Anyone that's ever tended to a Florida lawn will be familiar with the challenges and rewards of life in the Sunshine State. In general, the difficulties of lawn care are few—the strong sulfur smell of the water needed for grass maintenance is the most common complaint. I've found that the rewards, on the other hand, are many: a variety of beautiful grasses to choose from, weather that usually works in my favor, and the ability to enjoy the fruits of my labor all year round. The proximity to famed attractions such as Walt Disney World, the Miami-Dade Zoological Park, and the Kennedy Space Center doesn't hurt, either. For those of you who can pull yourselves away from the pleasures of Clearwater Beach and its nearby sun-flecked cousins, here's a basic primer on the ins and outs of Florida lawn care.

Climate

Florida is more prone to overheating than to frostbite, as the statewide average temperatures will attest. July is the hottest month by a small margin, with average highs of 82 degrees. Even the month with the coldest averages (January) rarely sees the mercury dip below 50. For this reason, homeowners should choose a grass that can withstand a good deal of heat and humidity. Because the temperatures tend to be higher in the southern part of the state, it's acceptable to apply fertilizer all year round. Residents of northern and central Florida should cease the distribution of fertilizer in the late summer or early fall. While the state doesn't see a great deal of winter weather per se, the grass will still go dormant during the cooler months in this area of the state.

Common Grass Types

Here's a brief rundown on the grasses that thrive best in the warm, humid Florida climate.

St.
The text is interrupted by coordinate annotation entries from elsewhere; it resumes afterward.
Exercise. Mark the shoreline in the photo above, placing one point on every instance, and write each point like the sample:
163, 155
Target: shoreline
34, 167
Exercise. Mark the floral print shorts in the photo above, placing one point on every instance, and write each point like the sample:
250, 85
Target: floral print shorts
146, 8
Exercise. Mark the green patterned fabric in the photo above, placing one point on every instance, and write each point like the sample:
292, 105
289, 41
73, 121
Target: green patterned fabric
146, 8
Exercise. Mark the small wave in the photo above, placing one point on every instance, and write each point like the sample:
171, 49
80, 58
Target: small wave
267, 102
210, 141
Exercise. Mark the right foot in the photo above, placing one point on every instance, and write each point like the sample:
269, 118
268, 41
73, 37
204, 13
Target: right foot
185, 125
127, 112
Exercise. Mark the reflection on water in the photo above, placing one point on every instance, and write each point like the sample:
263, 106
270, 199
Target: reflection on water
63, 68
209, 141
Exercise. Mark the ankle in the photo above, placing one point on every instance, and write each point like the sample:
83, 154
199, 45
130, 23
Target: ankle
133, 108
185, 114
Augustine grass

This is a highly recognizable type of greenery, as it's quite popular in the southern states. The blades are a deep green with a hint of blue and have a full, flat appearance.

Bermuda grass

Most commonly found on golf courses and other sports fields, Bermuda grass is grayish-green in color and features short, rough blades.
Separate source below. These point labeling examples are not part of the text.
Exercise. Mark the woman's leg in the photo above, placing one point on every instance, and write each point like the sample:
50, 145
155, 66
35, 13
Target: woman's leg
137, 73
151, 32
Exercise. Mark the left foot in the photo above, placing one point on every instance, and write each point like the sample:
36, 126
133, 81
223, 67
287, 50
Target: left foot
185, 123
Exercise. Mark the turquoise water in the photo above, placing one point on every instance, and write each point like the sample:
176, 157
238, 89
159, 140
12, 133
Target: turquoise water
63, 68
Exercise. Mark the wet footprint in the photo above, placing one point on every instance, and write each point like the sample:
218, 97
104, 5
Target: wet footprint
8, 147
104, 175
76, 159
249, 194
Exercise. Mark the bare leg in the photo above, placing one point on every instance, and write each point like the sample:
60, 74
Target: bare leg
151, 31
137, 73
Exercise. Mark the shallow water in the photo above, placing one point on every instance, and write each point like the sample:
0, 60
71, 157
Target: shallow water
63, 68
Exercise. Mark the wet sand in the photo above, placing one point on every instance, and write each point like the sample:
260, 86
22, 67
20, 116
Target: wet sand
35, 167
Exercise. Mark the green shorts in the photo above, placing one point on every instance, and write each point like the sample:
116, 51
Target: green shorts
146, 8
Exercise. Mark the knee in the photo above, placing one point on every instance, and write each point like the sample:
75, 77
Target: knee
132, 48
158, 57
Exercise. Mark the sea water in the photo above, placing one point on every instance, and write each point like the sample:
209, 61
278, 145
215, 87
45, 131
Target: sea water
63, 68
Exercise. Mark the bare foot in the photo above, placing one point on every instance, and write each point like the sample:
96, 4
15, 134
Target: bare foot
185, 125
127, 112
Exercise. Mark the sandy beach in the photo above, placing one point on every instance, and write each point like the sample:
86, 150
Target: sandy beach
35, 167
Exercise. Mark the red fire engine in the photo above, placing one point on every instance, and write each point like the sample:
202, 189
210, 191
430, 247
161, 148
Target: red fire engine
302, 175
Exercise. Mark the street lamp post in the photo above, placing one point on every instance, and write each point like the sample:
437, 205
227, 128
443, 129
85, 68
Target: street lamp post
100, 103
Bahiagrass In my experience, Bahia grass tends to produce a rich, dense sod. Vividly green in color, it can thrive even in less-than-optimal conditions.

Buffalo grass

The blue-green, curling blades of Buffalo grass bring to mind the ruffled mane of the beast for which it was named.

Centipede grass

This variety will blanket the lawn in a rich, lush carpet of deep green, even with minimal maintenance.

Zoysia grass

This flamboyantly named species is the one to plug in when a dramatic effect is desired. Landscapers are particularly fond of the fine texture and curb appeal that zoysia provides.

In Conclusion

While it's important to understand the weather conditions—as well as which plant species are most likely to endure in the heat of the South—maintaining a beautiful yard is as easy as the Florida lifestyle itself. A bad day tending to a Florida lawn is preferable to a good day tending to a lawn anywhere else.